Current drawn by a capacitor is the derivative of the voltage across it. Constant voltage = no current draw. The faster the voltage chanes, the higher the current draw (I think I’m correct so far). Now, suppose you are using a perfect battery is the power supply. Obviously, this battery can only supply a certain maximum current. So what if you changed the voltage across the capacitor so fast such as to produce a current draw that exceeds what the battery can supply?
Better to think of the capacitor as an impedance. Int he case you describe, the impedance would eventually drop so low as to equal the internal resistance of the battery, and the current would stop rising with continued decrease in impedance level, just the same as with a large resistive load. Or am I misunderstanding your question?
Batteries have internal resistance so even if you short-circuit the terminals, the current would be finite. If you connected an empty capacitor, it would be similar to short-circuiting the terminals for a short time (i.e. the time it takes to charge the capacitor at this max current). If this time is long enough (i.e. if the capacitor is huge), the battery may explode before the capacitor is fully charged.
You may or may not be misunderstanding my question, as I don’t really understand impedance. My knowledge of impedance doesn’t go beyond “a synonym for resistance” (which I know isn’t quite right).
I’m just thinking mathematically here. You change the voltage at a certain rate, which causes a certain current to flow.
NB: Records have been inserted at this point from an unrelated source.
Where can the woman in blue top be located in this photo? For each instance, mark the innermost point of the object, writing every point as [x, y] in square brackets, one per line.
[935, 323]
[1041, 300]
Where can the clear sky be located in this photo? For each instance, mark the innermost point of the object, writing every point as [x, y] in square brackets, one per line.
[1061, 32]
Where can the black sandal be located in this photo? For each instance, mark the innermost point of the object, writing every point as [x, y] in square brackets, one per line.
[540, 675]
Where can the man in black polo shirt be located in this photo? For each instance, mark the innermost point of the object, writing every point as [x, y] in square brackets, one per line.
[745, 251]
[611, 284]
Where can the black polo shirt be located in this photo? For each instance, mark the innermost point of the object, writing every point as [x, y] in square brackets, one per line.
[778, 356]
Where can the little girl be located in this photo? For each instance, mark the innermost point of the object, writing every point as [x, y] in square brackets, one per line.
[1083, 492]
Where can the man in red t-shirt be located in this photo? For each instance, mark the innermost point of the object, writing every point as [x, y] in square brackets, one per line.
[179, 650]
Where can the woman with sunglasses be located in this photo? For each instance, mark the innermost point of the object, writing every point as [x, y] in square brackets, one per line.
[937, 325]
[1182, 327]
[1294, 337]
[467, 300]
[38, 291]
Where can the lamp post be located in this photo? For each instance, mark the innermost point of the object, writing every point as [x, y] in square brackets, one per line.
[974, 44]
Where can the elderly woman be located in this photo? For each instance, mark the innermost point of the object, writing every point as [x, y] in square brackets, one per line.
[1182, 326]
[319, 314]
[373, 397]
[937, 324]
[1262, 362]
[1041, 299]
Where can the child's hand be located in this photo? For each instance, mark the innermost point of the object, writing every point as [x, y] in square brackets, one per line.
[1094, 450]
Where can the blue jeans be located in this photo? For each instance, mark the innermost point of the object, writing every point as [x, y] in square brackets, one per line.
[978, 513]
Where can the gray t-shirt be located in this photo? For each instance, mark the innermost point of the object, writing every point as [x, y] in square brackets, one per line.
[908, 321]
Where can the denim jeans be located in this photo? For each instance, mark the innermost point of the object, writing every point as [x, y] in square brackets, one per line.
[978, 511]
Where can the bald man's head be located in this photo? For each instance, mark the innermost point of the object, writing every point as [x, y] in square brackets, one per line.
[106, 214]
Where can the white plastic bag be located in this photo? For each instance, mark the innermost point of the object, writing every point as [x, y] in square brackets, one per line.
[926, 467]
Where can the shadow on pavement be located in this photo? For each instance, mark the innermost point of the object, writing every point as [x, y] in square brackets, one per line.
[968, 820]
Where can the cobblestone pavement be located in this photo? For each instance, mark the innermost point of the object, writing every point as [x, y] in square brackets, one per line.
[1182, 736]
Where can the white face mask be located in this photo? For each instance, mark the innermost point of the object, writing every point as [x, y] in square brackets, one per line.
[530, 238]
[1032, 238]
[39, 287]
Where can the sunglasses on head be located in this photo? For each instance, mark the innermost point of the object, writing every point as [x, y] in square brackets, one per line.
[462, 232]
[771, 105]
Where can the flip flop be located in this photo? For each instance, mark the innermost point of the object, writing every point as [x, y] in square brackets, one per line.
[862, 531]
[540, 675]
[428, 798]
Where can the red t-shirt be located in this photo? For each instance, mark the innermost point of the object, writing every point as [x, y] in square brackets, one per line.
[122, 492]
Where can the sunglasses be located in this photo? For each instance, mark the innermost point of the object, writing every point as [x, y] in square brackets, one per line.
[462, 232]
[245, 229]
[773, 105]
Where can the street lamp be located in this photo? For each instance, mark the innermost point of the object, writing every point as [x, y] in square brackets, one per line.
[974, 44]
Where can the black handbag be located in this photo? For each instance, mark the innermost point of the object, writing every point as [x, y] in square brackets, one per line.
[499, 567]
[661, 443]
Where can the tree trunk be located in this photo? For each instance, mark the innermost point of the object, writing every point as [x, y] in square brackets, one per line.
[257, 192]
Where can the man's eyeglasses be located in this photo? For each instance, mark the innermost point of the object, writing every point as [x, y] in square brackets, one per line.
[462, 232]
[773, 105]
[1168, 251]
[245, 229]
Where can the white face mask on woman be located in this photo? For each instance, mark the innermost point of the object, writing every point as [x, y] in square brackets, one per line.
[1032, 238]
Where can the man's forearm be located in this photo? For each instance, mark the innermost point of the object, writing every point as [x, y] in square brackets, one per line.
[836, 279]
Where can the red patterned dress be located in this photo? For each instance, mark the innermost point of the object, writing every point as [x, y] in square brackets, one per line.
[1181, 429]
What if this current value exceeds what the power source can supply?
Impedance is the oppostion to AC current. It’s measured in ohms, just like resistance, and is frequency dependant. For capacitors, higher frequency yields lower impedance, while the opposite is the case for inductors.
Again, the case you describe is no different than any other overload of a power supply. The current peaks at some maximum value, and the supply may overheat and burn oout/explode/whatever.
Okay, so lets say you have a battery, switch and a capacitor - no resistor. You press the switch so the capacitor is instantly connected to the battery. That’s a pretty fast dv/dt…do I risk damaging the battery by doing this? I’ve certainly done it with no (apparently) ill effects.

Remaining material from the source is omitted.